Rien qu’en voyant un costume traditionnel, un spécialiste peut déterminer d’où vient la personne qui le porte, si elle est mariée, veuve ou fiancée, dans quelles conditions matérielles elle vit et quel est son statut social. Mais la composition des costumes n’a pas toujours été aussi stricte et réglementée qu’aujourd’hui. Il faut en effet attendre la fin du XIXe siècle et le mouvement historiciste pour que l’on redécouvre cet art. Les vêtements traditionnels expriment à l’époque la nostalgie d’un monde où l’ordre règne encore et qui tranche avec la modernité des villes. Souvent assemblés et adaptés librement, les costumes traditionnels sont alors perçus – à tort – comme authentiques et originaux. Car leurs racines sont purement et simplement réinventées, comme le relève Barbara Vinken, grande connaisseuse de la littérature et des modes, dans l’article qu’elle a rédigé pour le catalogue de l’exposition « Die Pracht der Tracht », que l’on peut admirer au Musée de Soleure. Le costume traditionnel transmet la vision d’un univers montagnard sacré qui contraste avec la décadence urbaine.
Lorsque le Musée national Zurich est construit dans les années 1890, Julie Heierli est choisie comme responsable de la première présentation de la collection de costumes. Elle va finalement travailler au Musée national pendant près de 50 ans et met à profit cette période pour constituer la collection la plus complète de Suisse dans ce domaine. A l’occasion de la fête organisée pour l’inauguration de l’établissement en 1898, des groupes venus des différents cantons défilent en tenues traditionnelles. Ce choix traduit l’importance que ces pièces revêtent à l’époque pour l’image que la Suisse se fait d’elle-même. Mais si à la fin du XIXe siècle, c’est surtout le côté enjoué et bon enfant qui l’emporte, tout devient beaucoup plus sérieux dans les années 1930. Sous le « règne » d’Ernst Laur-Bösch (1896–1968), qui restera à la présidence de la Fédération nationale des costumes suisses pendant 30 ans, on commence à mettre de l’ordre dans la présentation des costumes, qui s’institutionnalise. L’engouement pour les costumes est soumis à une surveillance pathétique et porter des pièces à mauvais escient est réprimé de façon autoritaire. Conformément à l’esprit de la « défense spirituelle », le costume devient un symbole patriotique en même temps qu’une affirmation de l’enracinement dans son terroir, de l’amour de la patrie et de l’authenticité. Pour Laur-Bösch, la tenue traditionnelle est tout sauf un vêtement. Ses contemporains et lui la considèrent comme l’expression du retour aux origines, retour qui doit aussi se traduire par un changement au niveau du caractère. En 1961, c’est-à-dire à la fin du mandat de Laur-Bösch, la Fédération nationale des costumes suisses mène la croisade contre les cheveux colorés, la cigarette et le maquillage quand on arbore un costume traditionnel.

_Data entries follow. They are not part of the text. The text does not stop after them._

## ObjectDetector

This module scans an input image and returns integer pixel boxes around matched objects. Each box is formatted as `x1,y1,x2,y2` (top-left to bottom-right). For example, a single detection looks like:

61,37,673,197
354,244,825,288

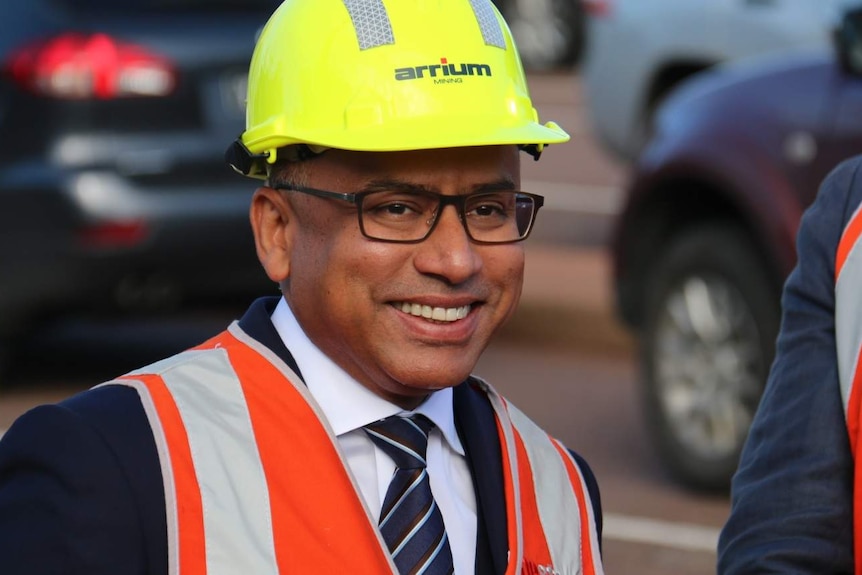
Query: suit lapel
453,382,509,575
239,297,509,575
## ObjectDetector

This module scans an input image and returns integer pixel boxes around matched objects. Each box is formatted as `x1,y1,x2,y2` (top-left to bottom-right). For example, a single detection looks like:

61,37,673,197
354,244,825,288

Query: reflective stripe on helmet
343,0,395,50
470,0,506,50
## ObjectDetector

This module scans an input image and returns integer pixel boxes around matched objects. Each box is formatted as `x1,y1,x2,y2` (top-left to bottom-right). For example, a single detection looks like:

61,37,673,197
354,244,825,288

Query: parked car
494,0,585,71
611,4,862,489
0,0,278,368
581,0,852,162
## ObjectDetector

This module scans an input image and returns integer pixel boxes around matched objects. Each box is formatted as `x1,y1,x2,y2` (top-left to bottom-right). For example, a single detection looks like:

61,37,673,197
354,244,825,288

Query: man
0,0,602,575
718,157,862,574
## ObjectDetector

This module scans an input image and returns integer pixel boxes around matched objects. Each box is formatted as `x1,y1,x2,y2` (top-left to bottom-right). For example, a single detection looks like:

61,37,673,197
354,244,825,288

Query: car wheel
498,0,584,71
641,225,780,490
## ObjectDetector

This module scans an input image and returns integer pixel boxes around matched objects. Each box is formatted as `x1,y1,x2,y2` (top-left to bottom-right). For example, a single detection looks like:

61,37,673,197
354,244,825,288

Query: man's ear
249,187,296,284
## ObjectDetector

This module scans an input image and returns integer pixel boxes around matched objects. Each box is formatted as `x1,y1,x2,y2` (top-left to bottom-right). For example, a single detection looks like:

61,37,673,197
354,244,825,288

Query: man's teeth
396,302,470,321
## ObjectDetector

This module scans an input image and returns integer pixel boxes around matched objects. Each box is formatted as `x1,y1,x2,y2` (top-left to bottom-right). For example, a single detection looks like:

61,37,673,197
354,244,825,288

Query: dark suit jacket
0,298,601,575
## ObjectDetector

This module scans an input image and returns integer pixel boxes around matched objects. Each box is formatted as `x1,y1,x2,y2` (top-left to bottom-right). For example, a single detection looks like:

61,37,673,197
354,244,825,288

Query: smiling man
0,0,602,575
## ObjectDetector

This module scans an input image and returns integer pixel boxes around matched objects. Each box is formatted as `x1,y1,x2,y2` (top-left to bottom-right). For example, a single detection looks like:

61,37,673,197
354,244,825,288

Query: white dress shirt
272,298,476,575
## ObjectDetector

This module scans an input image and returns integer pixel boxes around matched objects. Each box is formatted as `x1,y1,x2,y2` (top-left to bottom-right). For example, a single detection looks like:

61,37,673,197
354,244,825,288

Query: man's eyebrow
359,177,516,194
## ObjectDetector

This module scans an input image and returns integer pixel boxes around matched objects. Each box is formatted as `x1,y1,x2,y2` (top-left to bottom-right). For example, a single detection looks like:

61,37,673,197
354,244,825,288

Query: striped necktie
365,415,454,575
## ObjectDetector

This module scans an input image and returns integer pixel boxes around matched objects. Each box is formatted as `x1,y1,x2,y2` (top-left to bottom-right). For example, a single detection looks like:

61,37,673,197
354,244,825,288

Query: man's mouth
393,302,470,322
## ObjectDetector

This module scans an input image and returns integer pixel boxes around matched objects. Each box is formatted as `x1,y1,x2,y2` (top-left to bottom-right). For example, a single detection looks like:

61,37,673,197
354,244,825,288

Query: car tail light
5,33,176,100
78,220,150,248
581,0,612,17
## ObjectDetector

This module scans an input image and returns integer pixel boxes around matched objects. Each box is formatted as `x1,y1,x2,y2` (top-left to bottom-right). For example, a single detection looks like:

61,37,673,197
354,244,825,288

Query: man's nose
414,205,483,284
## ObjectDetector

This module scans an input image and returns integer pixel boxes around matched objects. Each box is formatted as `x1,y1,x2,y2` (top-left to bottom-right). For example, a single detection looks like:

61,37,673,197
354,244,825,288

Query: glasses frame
271,184,545,245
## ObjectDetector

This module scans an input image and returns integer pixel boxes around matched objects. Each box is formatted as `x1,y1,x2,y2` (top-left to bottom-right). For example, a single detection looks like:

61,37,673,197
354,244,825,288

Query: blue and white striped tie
365,415,454,575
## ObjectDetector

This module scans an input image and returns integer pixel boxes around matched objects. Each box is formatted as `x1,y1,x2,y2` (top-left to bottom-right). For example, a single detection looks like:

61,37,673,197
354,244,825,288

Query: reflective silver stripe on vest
509,403,583,573
473,376,604,575
101,379,180,575
342,0,395,50
835,205,862,416
470,0,506,50
130,349,278,575
228,321,398,575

Julie Heierli n’est cependant plus là pour assister à ce changement. Elle meurt en effet en 1938, peu après avoir fêté ses 79 ans, d’une attaque cardiaque alors qu’elle passe ses vacances en Forêt-Noire. Elle a néanmoins eu le temps d’achever six ans auparavant un livre en plusieurs volumes intitulé Die Volkstrachten der Schweiz, qui reste aujourd’hui encore un ouvrage de référence en même temps que le travail le plus documenté sur le plan historique consacré aux costumes traditionnels. Dans sa notice nécrologique publiée le 17 août 1938, la NZZ écrit que par son travail, Julie Heierli « a dressé un monument immortel à sa propre gloire, mais aussi en l’honneur de la paysannerie suisse. »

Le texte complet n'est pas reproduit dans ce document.